Eh oui, cette citation reste non seulement d’actualité, mais particulièrement appropriée pour les citoyens et citoyennes de l’arrondissement n°4 que nous sommes. Par ces propos de haute portée historique et politique de Lénine, je voudrais juste convier les uns et les autres à cette réflexion, synthétisée sous formes de questionnements pertinents dont voici quelques-uns :
• Citoyens et électeurs de l’arrondissement n°4, quel bilan tirons-nous à notre réel profit, des passages successifs de maires et conseillers de tous bords politiques à la tête de l’arrondissement?
• Citoyens et électeurs de l’arrondissement n°4, quelle garantie nous offrent véritablement les demandeurs de nos voix quant aux poussières et autres «gendarmes couchés» qui inondent les rues et ruelles de l’arrondissement?
• Citoyens et électeurs de l’arrondissement n°4, quel bilan tirons-nous, à notre réel profit, des promesses à nous faites, d’élections en élections, sur la question du logement et des lotissements dans l’arrondissement ?
• Citoyens et électeurs de l’arrondissement n°4, à quand l’assainissement adéquat pour les secteurs et quartiers de l’arrondissement, actuellement truffés d’immondices et autres eaux usées et excrétas?
• Citoyens et électeurs de l’arrondissement n°4, que peuvent réellement les protagonistes des présentes élections, pour un avenir plus décent des écoles et centres de santé de l’arrondissement?

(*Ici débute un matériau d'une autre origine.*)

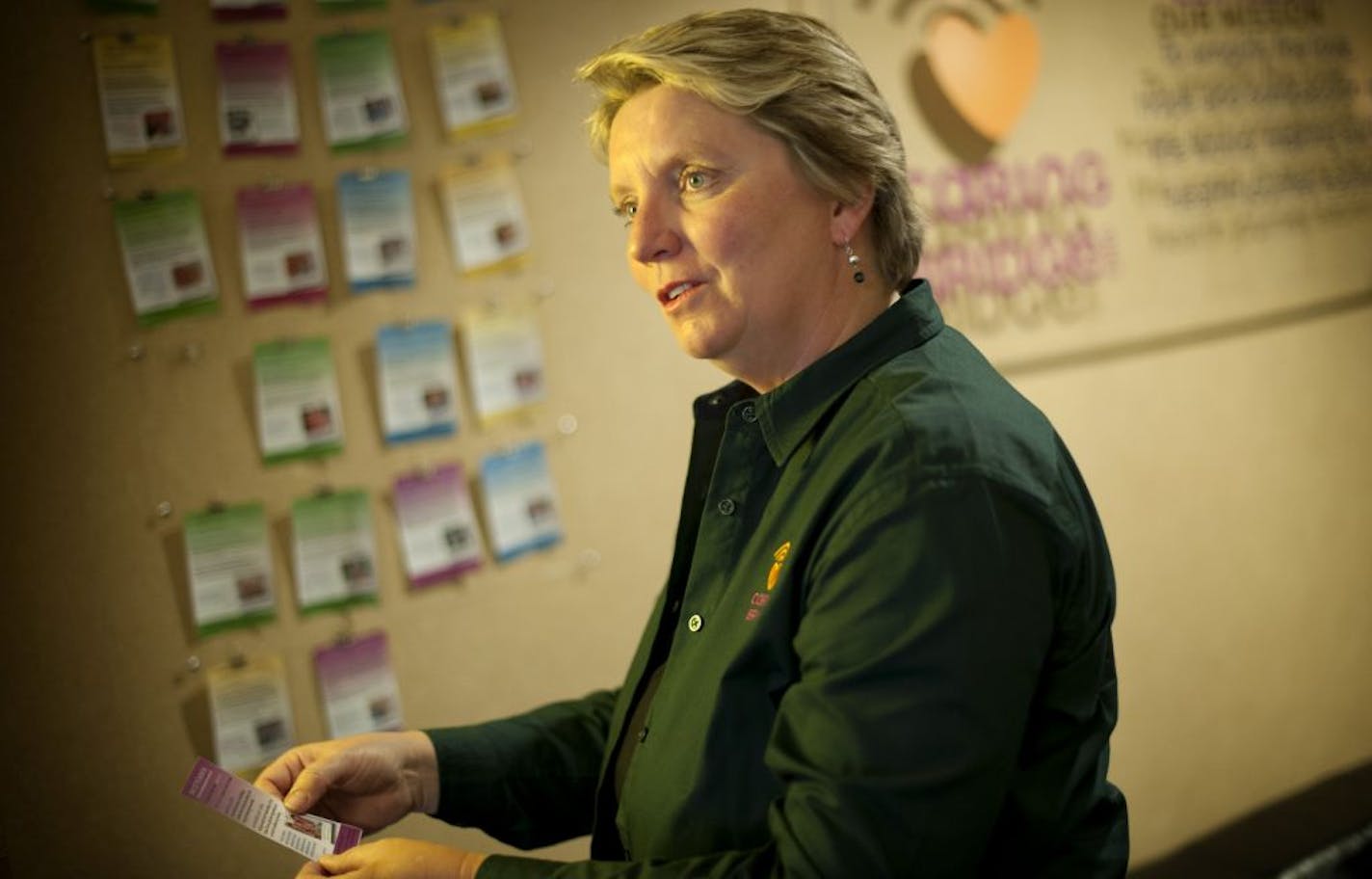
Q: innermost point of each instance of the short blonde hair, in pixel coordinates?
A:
(798, 80)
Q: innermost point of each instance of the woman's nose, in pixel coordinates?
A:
(653, 235)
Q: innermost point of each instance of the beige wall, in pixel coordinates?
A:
(1231, 475)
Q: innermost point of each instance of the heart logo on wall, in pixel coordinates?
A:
(987, 76)
(971, 81)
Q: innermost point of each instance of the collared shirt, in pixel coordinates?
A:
(884, 647)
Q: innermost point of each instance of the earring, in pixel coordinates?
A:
(853, 262)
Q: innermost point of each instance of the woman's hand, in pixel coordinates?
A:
(371, 781)
(397, 859)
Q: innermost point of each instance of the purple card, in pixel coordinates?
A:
(262, 813)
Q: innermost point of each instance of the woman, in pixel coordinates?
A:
(884, 646)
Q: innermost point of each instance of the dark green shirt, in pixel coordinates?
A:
(884, 649)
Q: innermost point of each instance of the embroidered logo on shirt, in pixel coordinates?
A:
(760, 598)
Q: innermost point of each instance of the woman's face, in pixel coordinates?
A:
(738, 251)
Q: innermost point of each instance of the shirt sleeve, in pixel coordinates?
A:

• Citoyens et électeurs de l’arrondissement n°4, que peuvent les candidats aux présentes élections partielles pour l’emploi des jeunes, l’autoprise en charge des femmes (AGR), bref, la promotion sociale tout court, dans l’arrondissement?
• Citoyens et électeurs de l’arrondissement n°4, les prétendants au trône de la mairie de l’arrondissement, tous clans et partis politiques officiels confondus, peuvent-ils ou pourront-ils quelque chose contre la vie chère dont la source première reste et demeure le néolibéralisme ?
Voilà, selon moi, les questions et interrogations qui vaillent et qui méritent plus que tout notre attention de citoyens et d’électeurs de l’arrondissement n°4, actuellement à la croisée des chemins. Il est vrai qu’en me lisant, quelques citoyens de l’arrondissement, et même hors de l’arrondissement, pourraient éventuellement me faire objection ainsi qu’il suit : «Mais écoute O. Frank, Anatole Bonkoungou n’a pas eu jusque-là les coudées franches, brimé qu’il a été, pour faire ses preuves à la tête de l’arrondissement. Accordons-lui alors le bénéfice du doute ».
C’est dans l’hypothèse de telles légitimes réflexions que j’anticiperais en disant aux intéressés ceci : «M. Bonkoungou pourrait bien être, pourquoi pas, le meilleur des maires possibles de l’arrondissement n°4 de Ouagadougou. Mais M. Bonkoungou reste et restera, lui et son Conseil, les acteurs impuissants d’un système politique et social global, non maîtrisable par eux, et dont la nature ne permet pas justement le développement réel d’un arrondissement.
C’est pourquoi il faut éviter de tendre sa main au hasard, si l’on veut éviter le «Laisse ma main! Laisse ma main! » de mon chétif combattant, évoqué en début de propos.